治療 Curr Gastroenterol Rep (2012) 14:334–342
・膠原病患者、炎症性腸疾患患者(IBD)、癌患者、薬剤による免疫機能低下患者、明らかに基礎疾患のない患者におけるCMV腸炎の治療は、決まった見解はない。
・ステロイド、免疫抑制薬使用患者は減量、中止を考慮し、他の患者は、症状やCMV血症を考慮して治療すべきかを決定することが推奨される。

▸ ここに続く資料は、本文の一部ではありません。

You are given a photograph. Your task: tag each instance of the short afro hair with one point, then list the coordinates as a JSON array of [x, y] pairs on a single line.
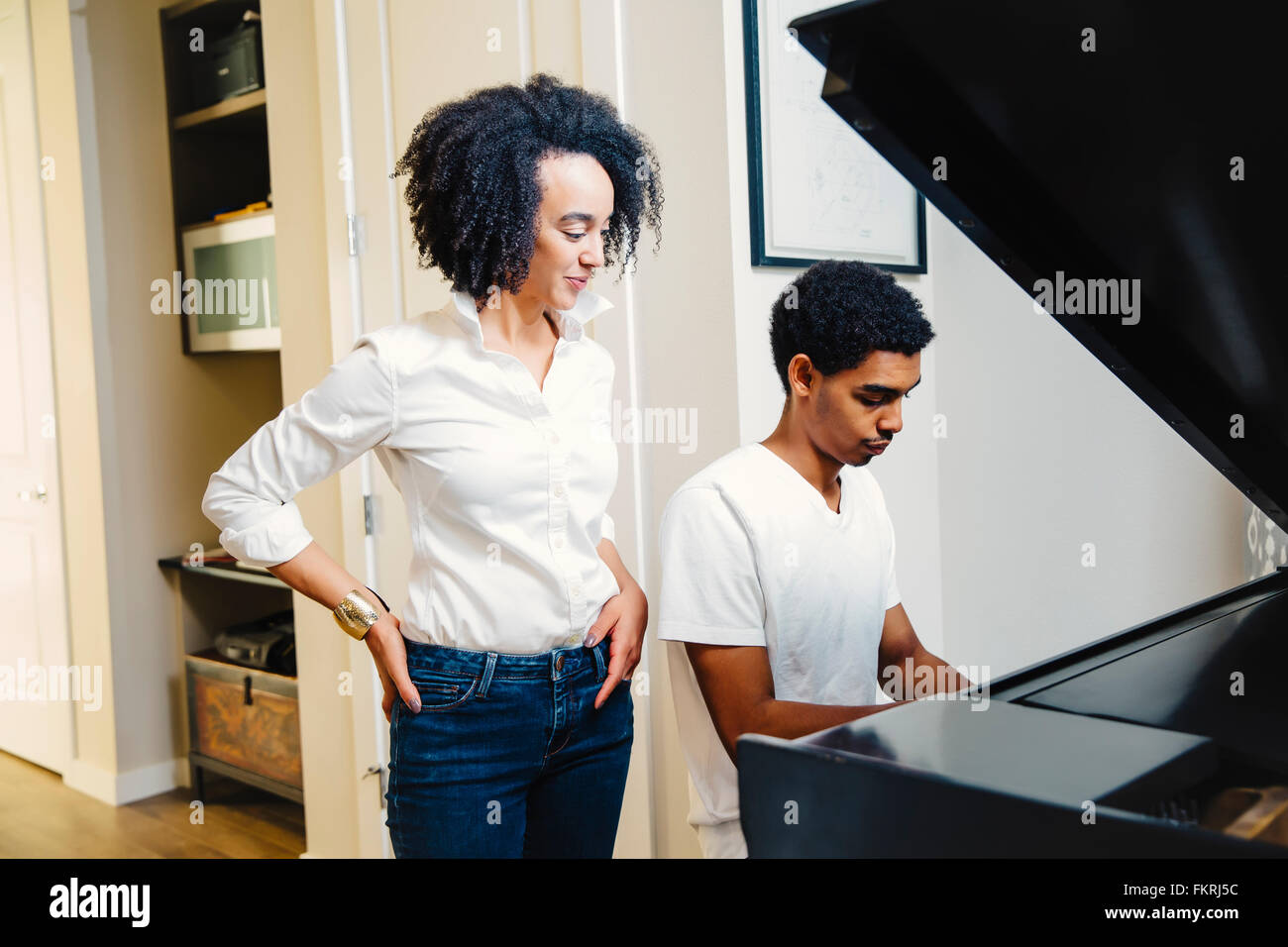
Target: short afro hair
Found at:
[[837, 312], [475, 192]]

免疫抑制患者でのサイトメガロウイルス感染症の発症リスク。
糸球体疾患を有する患者に対して免疫抑制を行った133名のretrospective cohort study. Int Urol Nephrol. 2014 Dec;46(12):2357-60.
・発熱・倦怠感・筋痛・咳嗽・喀痰・下痢・白血球減少・肝酵素異常・肺炎を免疫抑制中に発症した患者に対してCMV DNA PCRが行われた。
・1000copies/μL以上を陽性とされている。 
・シクロホスファミド+ステロイドはCMV感染症の発症リスクとなる。
・有意差は出ていないが、MMFではCMV感染症を発症することはなかった。
・その他、多変量解析でクレアチニンおよび年齢がCMV感染症を発症させるリスクと判明している。
・CMV感染症は免疫抑制剤開始後5ヶ月の間にみられると言われている。

サイトメガロウイルス腸炎 
潰瘍形成機序には2つの説がある.Gastroenterol Endosc 2010;52:221-30.
  1. 血管内皮細胞でCMVが活性化増殖し,炎症細胞と血管内皮の巨細胞化により血管内腔が狭小化し,粘膜に虚血性変化が生じるという説
  2. 既存の潰瘍にCMVが二次的に感染する
  • 1の機序が主と考えられている.
  • 潰瘍性大腸炎や虚血性大腸炎に合併する CMV腸炎は2の機序の可能性が考えられる.
  • 潰瘍性大腸炎に関してはCMV感染が重症・難治化に関与していることが知られている.

  • 病変部位は多くは区域性であるが,全大腸の場合もある.
  • 区域性の場合,右側に多いとする報告と左側に多いとする報告がみられる. 
  • 小腸での好発部位は終末回腸であり,内視鏡検査の際には終末回腸の観察が必要である.

  • 内視鏡像の特徴は多彩な潰瘍が多発することであり,潰瘍は形や大きさや深さも様々とされている.
  • 発赤,びらん,アフタ様潰瘍,不整形潰瘍,円形潰瘍,地図状潰瘍,打ち抜き様潰瘍,帯状潰瘍,巨大潰瘍,縦走潰瘍,横走潰瘍,粘膜脱落,偽膜様病変などが報告されている.

  • CMV腸炎を疑った場合,組織の核封入体,酵素抗体法によるCMV抗原の検出,血中アンチゲネミアの測定を行う.
  • 病変部組織検査では,HE染色による核封入体の証明,酵素抗体によるCMV抗原の証明,PCRまたはin situ hybridizationによる組織中のDNAの証明など.核封入体の検出は細胞に感染しているCMVの証明となり,感染症と診断できる.潰瘍底からの生検での陽性率が高い.